Jelasnya, akibat dari operasi-operasi militer tersebut  terjadi berbagai pelanggaran HAM, yakni berunjuk pada penangkapan, penahanan, pembunuhan, manipulasi hak kemerdekaan rakyat dan Bangsa Papua Barat, pelecehan seksual, pelecehan kebudayaan, rasialis dan diskriminasi serta sebagainya, sejak dari antara Tahun 1961-1969 dalam kurun waktu 8 Tahun dan kejahatan kemanusian terus terjadi hingga dekade saat ini. Lebih ironis lagi, tanggal 7 April 1967 Kontrak Karya Pertama PT. Freeport McMoran, perusahaan tambang milik Negara Imperialis Amerika dan sekutu-nya, ditandatangani oleh pemerintahan rezim Soeharto. Yang mana klaim atas wilayah Papua Barat sudah dilakukan oleh Pemerintah Kolonial Indonesia 2 Tahun sebelum PEPERA dilakukan tanpa keterlibatan rakyat Asli Papua Barat. Sehingga sudah dapat dipastikan dari penjajahan itu, bagaimanapun cara-nya dan apapun alasan-nya Papua Barat harus masuk dalam kekuasaan Pemerintah Kolonialisme Indonesia. Tepat 14 Juli – 2 Agustus 1969, PEPERA dilakukan secara "Musyawarah" dengan cara Indonesia sendiri. Dari 809.337 orang Papua Barat yang memiliki hak, hanya diwakili 1025 orang yang sebelumnya sudah dikarantina dan cuma 175 orang yang memberikan pendapat. Musyawarah untuk Mufakat melegitimasi Indonesia untuk melaksanakan PEPERA yang tidak demokratis, penuh teror, intimidasi dan manipulasi serta adanya pelanggaran HAM berat yang terjadi secara sistematis.  Sehingga itulah, Praktek kolonialisme, imperialisme dan militerisme kemudian diterapkan oleh Pemerintah Indonesia hingga saat ini untuk meredam aspirasi perjuangan kemerdekaan Rakyat Papua Barat. Dimana Militer menjadi antek-antek yang paling reaksioner selama proses awal penjajahan hingga saat ini.

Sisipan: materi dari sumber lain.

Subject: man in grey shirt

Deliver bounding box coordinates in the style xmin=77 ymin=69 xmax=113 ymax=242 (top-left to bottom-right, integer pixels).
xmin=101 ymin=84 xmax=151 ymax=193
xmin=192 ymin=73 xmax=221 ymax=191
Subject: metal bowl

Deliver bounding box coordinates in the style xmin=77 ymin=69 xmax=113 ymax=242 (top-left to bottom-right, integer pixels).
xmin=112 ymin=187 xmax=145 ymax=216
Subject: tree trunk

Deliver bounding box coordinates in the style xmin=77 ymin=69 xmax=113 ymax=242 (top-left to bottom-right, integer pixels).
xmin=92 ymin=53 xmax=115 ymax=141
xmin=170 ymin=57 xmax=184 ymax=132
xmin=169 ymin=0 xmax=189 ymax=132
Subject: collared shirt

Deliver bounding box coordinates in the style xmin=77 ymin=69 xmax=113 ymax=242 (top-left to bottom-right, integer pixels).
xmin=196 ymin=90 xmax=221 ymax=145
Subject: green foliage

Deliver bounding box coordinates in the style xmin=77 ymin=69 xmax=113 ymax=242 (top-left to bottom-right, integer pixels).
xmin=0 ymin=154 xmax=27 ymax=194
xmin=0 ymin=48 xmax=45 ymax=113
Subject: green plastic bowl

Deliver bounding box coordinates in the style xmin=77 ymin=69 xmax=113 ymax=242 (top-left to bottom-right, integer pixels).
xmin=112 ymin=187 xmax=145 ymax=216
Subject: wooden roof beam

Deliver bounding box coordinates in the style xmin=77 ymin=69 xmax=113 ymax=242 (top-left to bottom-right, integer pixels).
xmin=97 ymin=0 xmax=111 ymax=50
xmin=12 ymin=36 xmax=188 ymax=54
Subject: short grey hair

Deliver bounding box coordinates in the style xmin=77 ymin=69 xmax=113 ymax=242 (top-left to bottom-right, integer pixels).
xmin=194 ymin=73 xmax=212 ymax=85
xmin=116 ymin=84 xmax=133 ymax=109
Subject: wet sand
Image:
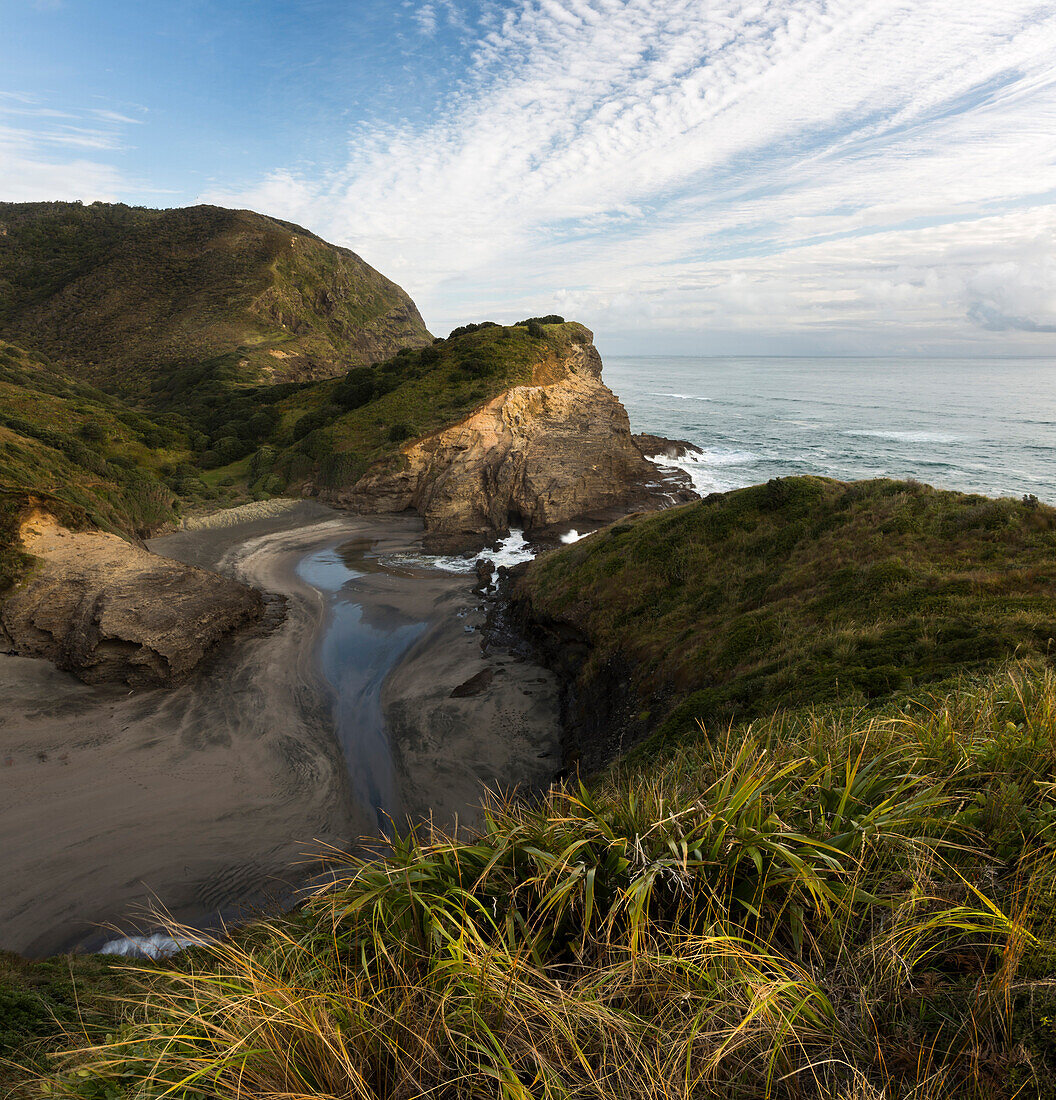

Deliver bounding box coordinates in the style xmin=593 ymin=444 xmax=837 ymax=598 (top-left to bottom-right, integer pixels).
xmin=0 ymin=503 xmax=559 ymax=956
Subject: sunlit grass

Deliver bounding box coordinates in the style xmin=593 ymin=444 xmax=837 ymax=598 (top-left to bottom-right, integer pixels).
xmin=30 ymin=669 xmax=1056 ymax=1100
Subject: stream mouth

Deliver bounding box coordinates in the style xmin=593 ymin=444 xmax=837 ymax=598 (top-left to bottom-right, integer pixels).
xmin=296 ymin=538 xmax=428 ymax=835
xmin=0 ymin=504 xmax=560 ymax=957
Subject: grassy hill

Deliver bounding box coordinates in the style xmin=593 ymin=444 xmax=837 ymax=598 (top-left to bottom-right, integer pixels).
xmin=6 ymin=479 xmax=1056 ymax=1100
xmin=8 ymin=668 xmax=1056 ymax=1100
xmin=0 ymin=322 xmax=590 ymax=591
xmin=0 ymin=202 xmax=431 ymax=396
xmin=0 ymin=341 xmax=190 ymax=594
xmin=518 ymin=477 xmax=1056 ymax=765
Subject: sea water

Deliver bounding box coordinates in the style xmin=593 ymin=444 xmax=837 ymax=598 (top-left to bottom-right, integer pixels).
xmin=605 ymin=355 xmax=1056 ymax=504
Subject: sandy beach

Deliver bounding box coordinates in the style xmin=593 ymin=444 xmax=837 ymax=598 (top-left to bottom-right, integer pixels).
xmin=0 ymin=502 xmax=560 ymax=956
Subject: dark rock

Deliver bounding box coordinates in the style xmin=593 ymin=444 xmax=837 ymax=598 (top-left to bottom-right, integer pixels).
xmin=631 ymin=432 xmax=704 ymax=459
xmin=0 ymin=514 xmax=264 ymax=686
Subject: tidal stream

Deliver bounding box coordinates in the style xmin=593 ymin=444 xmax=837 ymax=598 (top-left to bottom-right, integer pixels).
xmin=0 ymin=503 xmax=560 ymax=956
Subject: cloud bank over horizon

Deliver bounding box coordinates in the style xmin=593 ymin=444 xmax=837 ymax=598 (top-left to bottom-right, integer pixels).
xmin=0 ymin=0 xmax=1056 ymax=354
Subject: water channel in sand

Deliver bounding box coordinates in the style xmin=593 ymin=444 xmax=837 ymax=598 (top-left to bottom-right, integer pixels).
xmin=0 ymin=503 xmax=559 ymax=956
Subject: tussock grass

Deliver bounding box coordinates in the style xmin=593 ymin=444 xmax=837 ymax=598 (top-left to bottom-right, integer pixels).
xmin=35 ymin=668 xmax=1056 ymax=1100
xmin=516 ymin=477 xmax=1056 ymax=767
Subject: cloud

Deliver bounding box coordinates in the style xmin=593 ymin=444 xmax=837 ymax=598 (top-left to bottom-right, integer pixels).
xmin=415 ymin=3 xmax=437 ymax=37
xmin=0 ymin=91 xmax=138 ymax=202
xmin=200 ymin=0 xmax=1056 ymax=348
xmin=967 ymin=301 xmax=1056 ymax=332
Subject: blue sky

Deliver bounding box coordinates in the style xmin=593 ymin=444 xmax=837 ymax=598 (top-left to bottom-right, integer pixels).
xmin=0 ymin=0 xmax=1056 ymax=354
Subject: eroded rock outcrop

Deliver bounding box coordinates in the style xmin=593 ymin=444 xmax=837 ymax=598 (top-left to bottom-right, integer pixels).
xmin=0 ymin=513 xmax=263 ymax=686
xmin=333 ymin=328 xmax=695 ymax=547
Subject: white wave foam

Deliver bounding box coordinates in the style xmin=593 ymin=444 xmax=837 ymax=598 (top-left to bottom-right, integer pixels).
xmin=386 ymin=527 xmax=536 ymax=573
xmin=99 ymin=932 xmax=208 ymax=959
xmin=649 ymin=447 xmax=760 ymax=496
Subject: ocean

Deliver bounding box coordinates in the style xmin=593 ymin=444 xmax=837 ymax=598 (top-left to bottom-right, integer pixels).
xmin=604 ymin=356 xmax=1056 ymax=504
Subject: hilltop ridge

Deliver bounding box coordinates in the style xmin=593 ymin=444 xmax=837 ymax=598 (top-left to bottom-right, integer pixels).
xmin=0 ymin=202 xmax=431 ymax=397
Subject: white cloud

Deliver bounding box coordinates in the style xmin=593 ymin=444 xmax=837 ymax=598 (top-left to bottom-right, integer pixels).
xmin=0 ymin=91 xmax=138 ymax=202
xmin=202 ymin=0 xmax=1056 ymax=345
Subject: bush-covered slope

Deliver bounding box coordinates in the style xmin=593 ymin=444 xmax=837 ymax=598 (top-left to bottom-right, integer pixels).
xmin=0 ymin=323 xmax=590 ymax=589
xmin=0 ymin=341 xmax=189 ymax=593
xmin=0 ymin=202 xmax=430 ymax=394
xmin=517 ymin=477 xmax=1056 ymax=763
xmin=246 ymin=322 xmax=591 ymax=492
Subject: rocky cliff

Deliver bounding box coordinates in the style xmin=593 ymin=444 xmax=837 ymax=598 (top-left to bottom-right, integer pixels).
xmin=0 ymin=512 xmax=263 ymax=686
xmin=331 ymin=326 xmax=695 ymax=548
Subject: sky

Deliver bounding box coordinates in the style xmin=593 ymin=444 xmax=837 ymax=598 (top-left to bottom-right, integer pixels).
xmin=0 ymin=0 xmax=1056 ymax=355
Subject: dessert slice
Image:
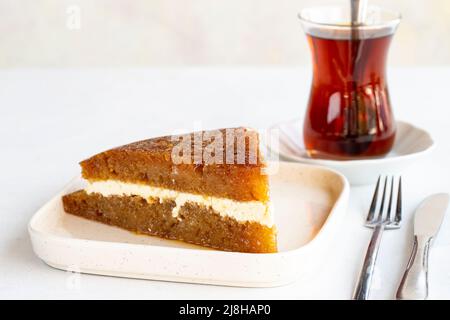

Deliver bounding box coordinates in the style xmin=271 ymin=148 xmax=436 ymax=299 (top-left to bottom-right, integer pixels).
xmin=63 ymin=128 xmax=277 ymax=253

“Itu terlihat ketika Indonesia mengizinkan PT. Freeport mengeruk emas gunung Nemangkawi, Papua saat dua tahun sebelum Pepera dilaksanakan.” Jelasnya.
Berdasarkan fakta sejarah tersebut, AMP Ambon nyatakan sikap kepada Pemerintah Indonesia dan PBB untuk segera:
1. Berikan Kebebasan dan Hak Menentukan Nasib Sendiri Sebagai Solusi Demokratis Bagi Bangsa Rakyat Papua.
2. Berikan ruang demokrasi dan akses bagi Jurnalis dan media Internasional dan Nasional di Papua Barat.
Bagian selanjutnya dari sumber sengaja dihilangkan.